What are you using the rice for? 

She was an unwanted daughter and she wasn’t allowed to go to school, she was abused. Throughout her whole upbringing she wasn’t welcomed, but during the famine in the 1950s, when she was working in Hong Kong, her whole family was starving to death and she would go home every month and bring food for them. That’s what kept them alive, so I’m making a lot of rice sculptures. I really connected with this project again. Sweet Water, Bitter Earth is about misconnection and the lack of a connection, and that extends to how precious I am about that work. I don’t love that project, but that’s kind of the whole point of it. Whereas this project, I’ve started it three months ago and it’s developed really well. I’m really excited about it. 

You started your series The Queen, The Chairman and I with a question: How Chinese am I or indeed, who am I? Did you find your answer? 

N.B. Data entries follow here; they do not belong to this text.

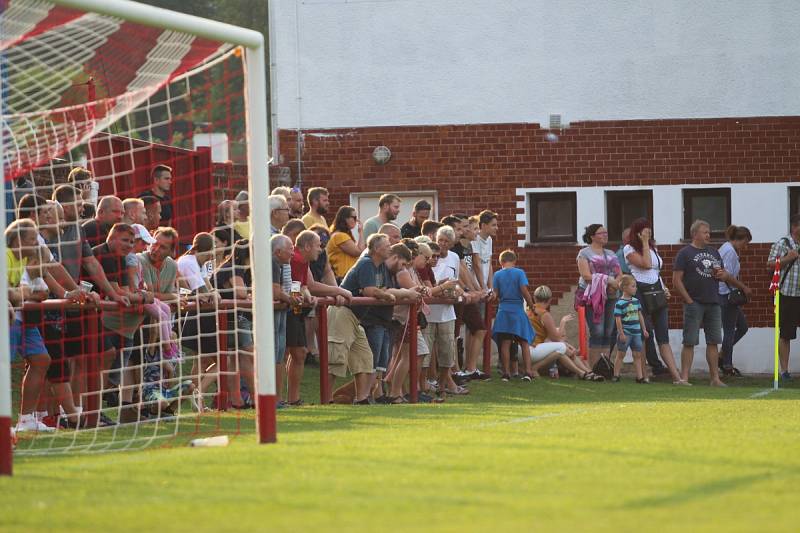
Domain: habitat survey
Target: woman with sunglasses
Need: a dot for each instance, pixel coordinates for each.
(343, 249)
(598, 288)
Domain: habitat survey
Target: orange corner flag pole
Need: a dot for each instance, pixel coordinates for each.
(776, 290)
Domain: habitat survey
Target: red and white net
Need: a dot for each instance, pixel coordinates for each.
(120, 98)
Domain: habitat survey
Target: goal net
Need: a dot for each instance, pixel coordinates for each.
(127, 155)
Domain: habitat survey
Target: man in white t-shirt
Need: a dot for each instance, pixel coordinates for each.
(442, 318)
(482, 248)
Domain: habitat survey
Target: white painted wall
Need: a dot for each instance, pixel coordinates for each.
(762, 207)
(341, 63)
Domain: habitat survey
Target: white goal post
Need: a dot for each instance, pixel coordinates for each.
(258, 180)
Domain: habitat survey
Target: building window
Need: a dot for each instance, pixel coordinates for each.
(711, 205)
(794, 201)
(553, 217)
(623, 207)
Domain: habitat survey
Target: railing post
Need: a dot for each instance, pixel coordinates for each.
(322, 341)
(583, 345)
(413, 371)
(93, 368)
(222, 378)
(487, 338)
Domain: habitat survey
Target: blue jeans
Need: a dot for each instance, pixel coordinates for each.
(601, 334)
(380, 342)
(734, 327)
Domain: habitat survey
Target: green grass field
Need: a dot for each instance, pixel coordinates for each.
(553, 455)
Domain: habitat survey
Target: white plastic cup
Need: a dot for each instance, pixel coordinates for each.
(219, 441)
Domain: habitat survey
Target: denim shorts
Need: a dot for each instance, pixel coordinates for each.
(27, 341)
(707, 315)
(124, 348)
(632, 341)
(601, 333)
(279, 322)
(380, 342)
(242, 337)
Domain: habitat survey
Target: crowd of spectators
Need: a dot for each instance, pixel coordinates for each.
(86, 249)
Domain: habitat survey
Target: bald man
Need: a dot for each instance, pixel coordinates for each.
(109, 212)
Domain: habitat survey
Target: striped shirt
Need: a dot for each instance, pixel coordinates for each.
(628, 311)
(791, 280)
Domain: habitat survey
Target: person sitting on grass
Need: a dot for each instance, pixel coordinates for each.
(233, 281)
(511, 285)
(549, 345)
(120, 325)
(631, 329)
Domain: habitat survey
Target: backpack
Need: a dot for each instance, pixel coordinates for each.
(604, 367)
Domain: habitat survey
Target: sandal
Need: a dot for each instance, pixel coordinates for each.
(591, 376)
(395, 400)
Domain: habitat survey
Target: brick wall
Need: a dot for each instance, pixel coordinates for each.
(474, 167)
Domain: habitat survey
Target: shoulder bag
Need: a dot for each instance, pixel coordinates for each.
(653, 296)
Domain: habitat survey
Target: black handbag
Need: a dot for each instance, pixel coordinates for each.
(654, 297)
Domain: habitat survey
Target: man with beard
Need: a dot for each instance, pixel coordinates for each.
(317, 207)
(388, 209)
(162, 183)
(307, 250)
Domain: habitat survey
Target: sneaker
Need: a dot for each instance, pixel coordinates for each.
(659, 370)
(460, 378)
(197, 402)
(480, 376)
(103, 421)
(29, 423)
(49, 421)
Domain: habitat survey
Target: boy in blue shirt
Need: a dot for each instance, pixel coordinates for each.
(631, 328)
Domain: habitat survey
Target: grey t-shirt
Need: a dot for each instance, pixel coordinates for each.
(605, 263)
(372, 225)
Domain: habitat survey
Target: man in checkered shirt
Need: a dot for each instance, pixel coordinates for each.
(786, 249)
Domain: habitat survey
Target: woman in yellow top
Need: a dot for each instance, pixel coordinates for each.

It was really clear. People from Hong Kong never say they are Chinese, they always say I’m from Hong Kong. In my 20s I travelled around the world and I never felt Chinese, but after the project I’m very proud of being Chinese. I think people in Hong Kong see being Chinese in relation with China in the very modern, Communist sense. But now I realised I’m proud to be Chinese because of its 6000 years of culture and history as opposed to what’s happened in the last 50 years.